Figure 1 shows the FT-IR spectra for bee bread, bee bread extract (resulted from the extraction at an ultrasonic amplitude of 60%, temperature 65 °C, time 25 min) and bee bread oil recorded in the medium infrared region (MIR) of 4000–650 cm⁻¹. As bee bread is a fermented mixture of plant pollen, honey, and secretions of the salivary glands of bees [3,4] its FT-IR spectra resembled that of crude pollen, which we have characterized in a previous study [33]. In the region 4000–2000 cm⁻¹, bee bread shared similar absorption bands to pollen at 3286.25 cm⁻¹, which corresponded to O–H stretching vibrations and was due to the presence of water [60], and also at 2916.78 cm⁻¹ and 2849.01 cm⁻¹, where the peaks were attributed to symmetric and asymmetric stretching of the C–H groups in carbohydrates (glucose, fructose, sucrose, arabinose) and lipids contained by the sample [13,61]. Other peaks related to the lipid fraction were observed at 1734.67 cm⁻¹ and 1417.20 cm⁻¹ and were assigned to C=O stretching in the ester bond and C–H deformation vibrations of lipids, respectively [61,62]. The broad band at 1636.05 cm⁻¹, which was also attributed to O–H bending vibrations, overlapped the C=O stretching vibrations from amide I region (1640 cm⁻¹), indicating protein composition [33,62]. The peak at 1541.06 cm⁻¹ was also related to the protein fraction of bee bread and corresponded to N–H deformation and C–N stretching vibrations from amide II [61]. The large peak at 1030.19 cm⁻¹ corresponded to C–O vibration in carbohydrates [60,62].

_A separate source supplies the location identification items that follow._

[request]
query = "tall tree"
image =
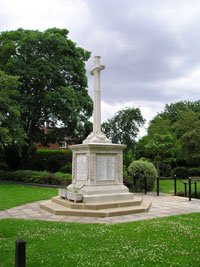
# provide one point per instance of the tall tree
(11, 131)
(51, 69)
(124, 126)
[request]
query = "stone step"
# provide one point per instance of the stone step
(97, 205)
(108, 197)
(57, 209)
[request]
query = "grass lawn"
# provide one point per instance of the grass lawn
(167, 186)
(12, 195)
(172, 241)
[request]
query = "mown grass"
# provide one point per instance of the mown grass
(172, 241)
(167, 186)
(12, 195)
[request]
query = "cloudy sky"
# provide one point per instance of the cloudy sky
(151, 48)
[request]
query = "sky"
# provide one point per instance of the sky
(151, 48)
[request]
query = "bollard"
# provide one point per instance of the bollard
(145, 185)
(195, 188)
(20, 253)
(175, 185)
(158, 185)
(185, 195)
(190, 191)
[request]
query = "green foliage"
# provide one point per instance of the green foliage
(183, 172)
(139, 169)
(123, 128)
(15, 195)
(37, 177)
(11, 131)
(53, 83)
(172, 241)
(163, 148)
(52, 160)
(173, 136)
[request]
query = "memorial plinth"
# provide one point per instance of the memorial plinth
(97, 172)
(97, 187)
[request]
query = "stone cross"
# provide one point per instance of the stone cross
(96, 136)
(97, 95)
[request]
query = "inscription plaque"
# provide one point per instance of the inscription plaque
(105, 167)
(81, 169)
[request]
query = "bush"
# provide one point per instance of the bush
(140, 169)
(51, 160)
(194, 171)
(181, 172)
(37, 177)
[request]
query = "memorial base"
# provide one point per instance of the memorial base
(97, 172)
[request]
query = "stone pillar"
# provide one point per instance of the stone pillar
(97, 95)
(96, 136)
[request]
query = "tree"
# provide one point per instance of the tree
(51, 69)
(172, 135)
(11, 131)
(164, 148)
(123, 128)
(187, 129)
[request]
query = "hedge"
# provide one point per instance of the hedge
(183, 172)
(37, 177)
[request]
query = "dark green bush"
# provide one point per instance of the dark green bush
(51, 160)
(181, 172)
(194, 171)
(139, 169)
(37, 177)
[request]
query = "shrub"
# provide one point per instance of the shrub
(140, 169)
(181, 172)
(37, 177)
(51, 160)
(194, 171)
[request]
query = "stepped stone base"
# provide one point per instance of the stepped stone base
(60, 206)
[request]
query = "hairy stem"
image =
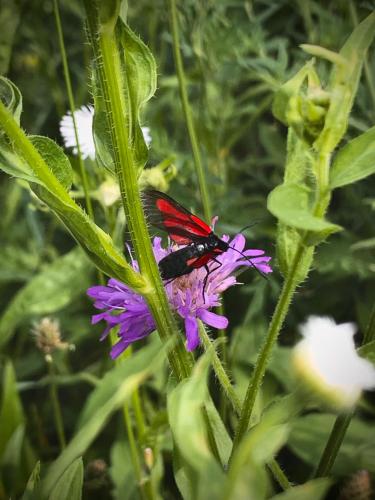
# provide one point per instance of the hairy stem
(56, 406)
(72, 106)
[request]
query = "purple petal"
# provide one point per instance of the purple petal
(213, 319)
(192, 336)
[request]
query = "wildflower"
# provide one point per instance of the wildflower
(48, 336)
(326, 359)
(84, 117)
(128, 311)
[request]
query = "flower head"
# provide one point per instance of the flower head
(84, 117)
(47, 336)
(326, 359)
(124, 308)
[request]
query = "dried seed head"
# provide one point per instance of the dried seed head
(48, 336)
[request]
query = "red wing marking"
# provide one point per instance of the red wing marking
(165, 213)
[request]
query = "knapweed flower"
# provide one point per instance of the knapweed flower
(128, 311)
(327, 361)
(84, 117)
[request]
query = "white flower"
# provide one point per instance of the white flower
(84, 117)
(326, 359)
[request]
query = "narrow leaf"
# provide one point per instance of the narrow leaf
(355, 161)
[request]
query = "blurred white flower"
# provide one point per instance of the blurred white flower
(326, 359)
(84, 117)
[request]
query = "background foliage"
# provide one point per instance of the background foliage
(236, 55)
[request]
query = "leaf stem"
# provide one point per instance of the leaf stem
(56, 405)
(230, 392)
(187, 111)
(112, 80)
(279, 315)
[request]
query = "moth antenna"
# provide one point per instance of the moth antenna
(251, 263)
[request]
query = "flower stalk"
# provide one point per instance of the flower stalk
(187, 112)
(342, 422)
(111, 76)
(56, 404)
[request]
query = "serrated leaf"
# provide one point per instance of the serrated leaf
(32, 483)
(55, 158)
(11, 97)
(11, 412)
(309, 436)
(57, 285)
(96, 421)
(290, 204)
(69, 485)
(355, 161)
(112, 380)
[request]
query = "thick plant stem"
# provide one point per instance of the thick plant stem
(187, 111)
(333, 445)
(72, 106)
(111, 79)
(56, 406)
(234, 400)
(265, 353)
(343, 421)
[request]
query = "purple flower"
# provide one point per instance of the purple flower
(128, 311)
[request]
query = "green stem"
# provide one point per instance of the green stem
(220, 372)
(187, 111)
(144, 492)
(56, 406)
(72, 106)
(333, 445)
(230, 392)
(265, 353)
(110, 75)
(342, 422)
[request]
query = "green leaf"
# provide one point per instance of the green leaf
(287, 90)
(11, 412)
(56, 286)
(290, 204)
(55, 158)
(355, 161)
(69, 485)
(136, 374)
(309, 436)
(188, 427)
(247, 477)
(312, 490)
(32, 484)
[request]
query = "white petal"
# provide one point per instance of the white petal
(84, 120)
(326, 358)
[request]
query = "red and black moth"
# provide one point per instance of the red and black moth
(184, 228)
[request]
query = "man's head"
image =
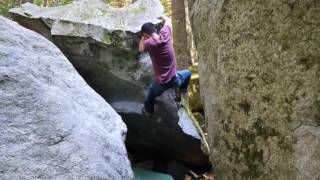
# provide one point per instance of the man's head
(148, 29)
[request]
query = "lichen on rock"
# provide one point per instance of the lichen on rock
(259, 77)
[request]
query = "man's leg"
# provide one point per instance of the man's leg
(154, 91)
(184, 77)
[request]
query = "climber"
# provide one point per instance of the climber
(160, 48)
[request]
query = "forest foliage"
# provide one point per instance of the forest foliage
(6, 5)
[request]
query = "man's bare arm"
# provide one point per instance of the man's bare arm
(167, 21)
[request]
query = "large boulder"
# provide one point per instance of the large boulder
(259, 77)
(99, 40)
(53, 125)
(102, 44)
(169, 134)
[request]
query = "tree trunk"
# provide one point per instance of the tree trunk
(180, 34)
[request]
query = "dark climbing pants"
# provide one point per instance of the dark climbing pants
(181, 80)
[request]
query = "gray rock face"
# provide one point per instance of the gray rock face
(259, 76)
(104, 49)
(53, 125)
(164, 135)
(99, 40)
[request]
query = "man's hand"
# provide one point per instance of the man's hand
(141, 44)
(166, 20)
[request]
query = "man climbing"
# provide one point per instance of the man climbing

The FT-IR spectra of bee bread extract displayed the same stretching vibrations in the region 4000–2000 cm⁻¹, attributed to the presence of water and lipids that were recorded for bee bread. Characteristic to the presence of lipids was also the C–H vibration at 1379.25 cm⁻¹. The peaks at 1456.62 cm⁻¹ and 879.52 cm⁻¹ were due to stretching vibrations of the aromatic ring [63], while the peaks at 1087.16 cm⁻¹ and 1044.74 cm⁻¹ were attributed to C–OH bending and C–C elongation in alcohol groups [64]. In the case of the oil extracted from bee bread, the symmetric and asymmetric stretching modes of C–H groups (2916.38 cm⁻¹ and 2848.61 cm⁻¹) in alkyl chains, the C=O stretching in ester bond (1734.77 cm⁻¹), the stretching of carboxylic group (1710.71 cm⁻¹) and the C–H vibration (1375.49 cm⁻¹) were all characteristic to lipids. The peaks at 1463.06 cm⁻¹ and 1172.38 cm⁻¹ were due to C–C vibrations of the aromatic ring, while the peak at 719.52 cm⁻¹ indicated vibrations in C–OH groups [60].

4. Conclusions

Bee bread is an important source of different compounds (mainly phenolics) which present antioxidant, antimicrobial, antitumor and neuroprotective activity. The present paper presents a comprehensive characterization of bee bread from physicochemical point of view, phenolics and fatty acids composition. The main phenolic determined in the ethanoic extract was kaempferol, followed by myricetin and luteolin. Bee bread shared similar absorption bands to pollen at 3286.25 cm⁻¹, which corresponded to O–H stretching vibrations and was due to the presence of water, and also at 2916.78 cm⁻¹ and 2849.01 cm⁻¹, where the peaks were attributed to symmetric and asymmetric stretching of the C–H groups in carbohydrates (glucose, fructose, sucrose, arabinose) and lipids contained inthe sample. Our study presents an optimized extraction process of phenolics from bee bread using ultrasound, being the first study in the literature regarding the optimization of the process using ultrasound at different amplitudes (20–100%), temperatures (35, 50 and 65 °C) and extraction times (5 min, 15 min and 25 min). The optimum extraction conditions were 87.20% amplitude of ultrasonic treatment, 64.70 °C and 23.10 min, respectively, and resulted in an extraction of 146.2 mg GAE/L of TPC and 1231.5 mg QE/g of TFC, and a 5.72 g/100 g bee bread extraction yield.